Rotation Speed = 7200 rpm

No. of tracks on one side of platter = 30000

No. of sectors per track = 600

Seek time for every 100 track traversed = 1 ms

To find:

Average Seek Time.

Average Rotational Latency.

Transfer time for a sector. Total Average time to satisfy a request.

Explanation:

a) As given, the disk head starts at track O. At this point the seek time is 0.

Seek time is time to traverse from 0 to 29999 tracks (it makes 30000)

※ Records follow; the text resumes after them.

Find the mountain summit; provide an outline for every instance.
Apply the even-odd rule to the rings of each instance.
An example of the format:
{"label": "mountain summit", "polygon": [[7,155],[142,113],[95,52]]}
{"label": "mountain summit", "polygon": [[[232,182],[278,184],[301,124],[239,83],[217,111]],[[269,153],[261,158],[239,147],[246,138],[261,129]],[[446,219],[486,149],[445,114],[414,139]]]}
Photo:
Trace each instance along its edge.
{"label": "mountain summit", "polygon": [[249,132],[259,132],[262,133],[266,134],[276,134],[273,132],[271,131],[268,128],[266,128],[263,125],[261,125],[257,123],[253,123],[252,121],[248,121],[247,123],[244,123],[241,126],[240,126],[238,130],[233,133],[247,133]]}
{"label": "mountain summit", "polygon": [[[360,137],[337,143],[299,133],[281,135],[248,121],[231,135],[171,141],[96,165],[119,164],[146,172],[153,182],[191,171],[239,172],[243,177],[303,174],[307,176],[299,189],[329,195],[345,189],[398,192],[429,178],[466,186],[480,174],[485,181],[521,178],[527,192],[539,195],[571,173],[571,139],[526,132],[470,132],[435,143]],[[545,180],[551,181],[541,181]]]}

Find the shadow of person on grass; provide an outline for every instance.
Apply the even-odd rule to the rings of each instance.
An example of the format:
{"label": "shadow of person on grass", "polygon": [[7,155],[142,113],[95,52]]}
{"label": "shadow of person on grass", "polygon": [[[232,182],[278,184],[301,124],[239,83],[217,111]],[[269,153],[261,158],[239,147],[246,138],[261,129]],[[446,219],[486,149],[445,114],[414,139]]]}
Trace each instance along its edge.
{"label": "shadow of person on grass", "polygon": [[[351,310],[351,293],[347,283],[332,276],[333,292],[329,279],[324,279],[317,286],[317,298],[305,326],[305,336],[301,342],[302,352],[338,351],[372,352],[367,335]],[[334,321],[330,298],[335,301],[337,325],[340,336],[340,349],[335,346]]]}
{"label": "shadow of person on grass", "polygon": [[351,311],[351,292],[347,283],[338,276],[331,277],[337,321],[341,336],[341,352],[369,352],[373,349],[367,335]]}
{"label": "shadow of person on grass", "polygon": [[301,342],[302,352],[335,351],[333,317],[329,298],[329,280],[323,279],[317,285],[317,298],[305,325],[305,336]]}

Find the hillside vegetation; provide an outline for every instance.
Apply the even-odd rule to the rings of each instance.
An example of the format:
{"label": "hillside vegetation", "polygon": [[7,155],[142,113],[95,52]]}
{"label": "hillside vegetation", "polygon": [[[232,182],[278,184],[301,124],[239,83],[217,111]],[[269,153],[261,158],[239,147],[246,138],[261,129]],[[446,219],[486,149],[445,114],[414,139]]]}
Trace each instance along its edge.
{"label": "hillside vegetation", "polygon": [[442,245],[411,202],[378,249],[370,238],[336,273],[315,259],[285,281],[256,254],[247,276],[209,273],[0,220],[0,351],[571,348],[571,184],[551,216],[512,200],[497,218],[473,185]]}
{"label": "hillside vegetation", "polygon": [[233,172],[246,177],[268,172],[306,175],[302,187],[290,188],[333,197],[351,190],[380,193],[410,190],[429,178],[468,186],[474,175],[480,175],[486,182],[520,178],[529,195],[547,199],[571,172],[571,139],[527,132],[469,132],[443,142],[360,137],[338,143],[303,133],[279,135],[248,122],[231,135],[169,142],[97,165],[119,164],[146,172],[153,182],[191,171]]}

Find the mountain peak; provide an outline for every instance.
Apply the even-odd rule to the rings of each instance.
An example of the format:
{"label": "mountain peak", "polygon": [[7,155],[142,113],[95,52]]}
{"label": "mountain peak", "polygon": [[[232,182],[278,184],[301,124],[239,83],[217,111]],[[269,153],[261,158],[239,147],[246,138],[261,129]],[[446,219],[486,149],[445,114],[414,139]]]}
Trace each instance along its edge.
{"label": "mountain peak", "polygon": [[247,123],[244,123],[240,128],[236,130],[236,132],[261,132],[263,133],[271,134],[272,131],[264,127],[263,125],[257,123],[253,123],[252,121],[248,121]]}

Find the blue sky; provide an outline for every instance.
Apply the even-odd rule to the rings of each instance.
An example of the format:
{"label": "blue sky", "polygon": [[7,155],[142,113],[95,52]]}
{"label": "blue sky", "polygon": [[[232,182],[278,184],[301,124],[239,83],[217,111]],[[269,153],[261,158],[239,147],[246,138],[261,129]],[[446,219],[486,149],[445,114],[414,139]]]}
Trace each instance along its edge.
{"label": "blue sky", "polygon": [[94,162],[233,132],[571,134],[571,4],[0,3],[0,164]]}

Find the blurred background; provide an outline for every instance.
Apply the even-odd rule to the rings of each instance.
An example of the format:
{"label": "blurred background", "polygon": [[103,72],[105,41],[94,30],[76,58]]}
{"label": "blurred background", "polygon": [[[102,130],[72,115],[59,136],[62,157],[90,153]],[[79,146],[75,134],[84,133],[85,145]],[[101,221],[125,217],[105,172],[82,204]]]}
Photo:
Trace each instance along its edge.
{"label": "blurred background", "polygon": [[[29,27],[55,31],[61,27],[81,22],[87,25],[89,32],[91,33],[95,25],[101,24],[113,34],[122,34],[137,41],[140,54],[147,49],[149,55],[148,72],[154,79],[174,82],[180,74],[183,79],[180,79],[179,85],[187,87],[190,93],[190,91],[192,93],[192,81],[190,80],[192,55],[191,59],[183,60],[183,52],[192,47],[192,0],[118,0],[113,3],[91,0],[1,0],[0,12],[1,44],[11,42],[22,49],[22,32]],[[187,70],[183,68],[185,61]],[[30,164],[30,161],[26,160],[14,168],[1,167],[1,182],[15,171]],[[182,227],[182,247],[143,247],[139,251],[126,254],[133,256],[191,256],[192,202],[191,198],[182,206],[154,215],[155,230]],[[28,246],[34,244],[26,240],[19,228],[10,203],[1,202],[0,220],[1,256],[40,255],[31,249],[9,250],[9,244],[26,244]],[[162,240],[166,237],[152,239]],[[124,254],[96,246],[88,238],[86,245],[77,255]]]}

Average Seek Time is the time taken by the head

to move from one track to another/2

29999 / 2 = 14999.5 ms

As the seek time is one ms for every hundred

tracks traversed. So the seek time for 29,999 tracks traversed is

14999.5/100 = 149.995 ms

b) The rotations per minute are 7200

1 min = 60 sec

7200 / 60 = 120 rotations / sec

Rotational delay is the inverses of this. So 1/120 = 0.00833 sec

= 0.00833 * 100

= 0.833 ms

So there is 1 rotation is at every 0.833 ms

Average Rotational latency is one half the amount of time taken by disk to make one revolution or complete 1 rotation.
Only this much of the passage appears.